When biology emerged as a distinct science in the early nineteenth century there was a change of focus. Previously the study of living things was undertaken alongside the study of everything to be found in the natural world. This formed the field of natural history.
The phrase is continued in the name of a number of venerable museums. To this day, the displays in museums of natural history encompass things from the whole of the natural environment and sometimes beyond. Meteorites, for example, can also be seen in these museums. Although they have come from outer space, they landed on the Earth and, having entered our natural world, belong to the purview natural historian.

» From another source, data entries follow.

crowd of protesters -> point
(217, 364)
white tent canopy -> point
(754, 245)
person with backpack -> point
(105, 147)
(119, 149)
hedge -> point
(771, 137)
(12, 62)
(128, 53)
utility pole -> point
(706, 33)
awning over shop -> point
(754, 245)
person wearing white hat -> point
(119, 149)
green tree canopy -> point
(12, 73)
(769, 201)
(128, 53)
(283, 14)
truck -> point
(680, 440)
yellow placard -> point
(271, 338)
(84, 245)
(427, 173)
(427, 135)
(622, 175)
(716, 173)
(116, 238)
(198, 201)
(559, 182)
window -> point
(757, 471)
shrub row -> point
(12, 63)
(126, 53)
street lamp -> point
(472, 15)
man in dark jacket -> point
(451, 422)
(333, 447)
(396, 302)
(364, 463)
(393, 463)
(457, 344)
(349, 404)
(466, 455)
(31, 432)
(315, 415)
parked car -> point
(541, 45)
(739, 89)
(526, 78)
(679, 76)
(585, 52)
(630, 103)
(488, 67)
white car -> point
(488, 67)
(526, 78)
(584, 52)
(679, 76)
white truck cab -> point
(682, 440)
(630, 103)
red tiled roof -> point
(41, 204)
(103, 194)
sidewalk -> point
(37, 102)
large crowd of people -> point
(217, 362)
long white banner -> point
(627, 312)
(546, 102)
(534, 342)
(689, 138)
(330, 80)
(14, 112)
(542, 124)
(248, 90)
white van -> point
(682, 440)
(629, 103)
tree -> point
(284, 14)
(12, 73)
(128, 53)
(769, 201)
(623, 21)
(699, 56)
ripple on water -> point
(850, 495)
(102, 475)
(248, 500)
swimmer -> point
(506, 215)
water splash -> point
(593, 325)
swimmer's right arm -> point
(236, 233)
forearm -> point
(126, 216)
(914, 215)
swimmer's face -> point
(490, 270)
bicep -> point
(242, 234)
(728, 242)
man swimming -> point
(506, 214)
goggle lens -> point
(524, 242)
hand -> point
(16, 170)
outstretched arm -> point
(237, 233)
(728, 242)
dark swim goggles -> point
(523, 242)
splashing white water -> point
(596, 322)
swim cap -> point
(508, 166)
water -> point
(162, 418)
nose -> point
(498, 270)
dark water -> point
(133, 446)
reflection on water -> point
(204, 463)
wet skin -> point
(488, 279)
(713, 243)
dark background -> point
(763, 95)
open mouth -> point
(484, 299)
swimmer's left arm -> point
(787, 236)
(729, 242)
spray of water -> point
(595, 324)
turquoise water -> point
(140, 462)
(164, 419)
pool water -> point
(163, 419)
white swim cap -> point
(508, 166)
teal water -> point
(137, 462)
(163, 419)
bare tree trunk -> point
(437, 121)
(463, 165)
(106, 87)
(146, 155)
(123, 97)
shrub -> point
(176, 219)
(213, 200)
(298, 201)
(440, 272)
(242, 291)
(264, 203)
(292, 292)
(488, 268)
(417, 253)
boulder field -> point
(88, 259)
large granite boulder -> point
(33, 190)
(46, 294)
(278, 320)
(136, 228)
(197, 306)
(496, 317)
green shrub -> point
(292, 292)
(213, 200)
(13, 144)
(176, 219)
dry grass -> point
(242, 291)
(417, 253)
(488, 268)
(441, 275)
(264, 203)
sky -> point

Here the name ‘historian’ should clarified. It does not refer somebody who has studied past events. Many of the exhibits in museums of natural history are about things from the past. Fossil skeletons are popular exhibits. This may give the impression that the ‘history’ in natural history relates to the past. Instead, the word ‘history’ has its origins in the Greek word ‘historia’, which means "inquiry, or knowledge gained from inquiry".
One of the scientific questions that early biologists thought they would be able to resolve was ‘What is Life?’ Attempting to answer this question has yielded a variety of answers and limited dividends as far as that specific question goes. What we have learned from the attempt has been how difficult it is to define. Faced with such a difficulty, the focus of biologists has become directed towards the characteristics and features demonstrated by living things rather than life itself.
But, is the difficulty the question itself? ‘What is life?’ may be a hard question to answer but it may also be a poor question to ask. When asking questions, it is advisable to ask what those questions mean? And to ask, whether they even make any sense? Importantly, we should have a notion of how the question might at least be addressed and where the answer may lie.
At a museum of natural history we can look at exhibits and tell immediately which were once living and which - like meteorites - never were. Yet we cannot provide a formal definition of life. This may also be the fault of what we require of a formal definition.
One may change to more meaningful questions like ‘What is life like?’, ‘What are the common characteristics demonstrated by living things?’ etc. Questions like ‘What is life about?’ do not, on the surface, seem very scientific. However, upon careful consideration may be more scientific than ‘What is life?’
We may address the question ‘What is life about?’ in a materialistic way by suggesting that life is about, what may be called, the Darwinian imperatives: Survival and Reproduction. Organisms strive to survive at least until they have performed a reproductive act. (For some insects, of course, the male is eaten in the act!) This opens up a rich field of intellectual inquiry. How one understands the organism and its component structures is then seen in the light of these twin imperatives and the parts played in survival and reproduction.
There are, of course, other ways of addressing the question ‘What is life about?’ I think of these as complementary, rather than alternative, ways of addressing the question. There is no single way of addressing this question to the exclusion of all others.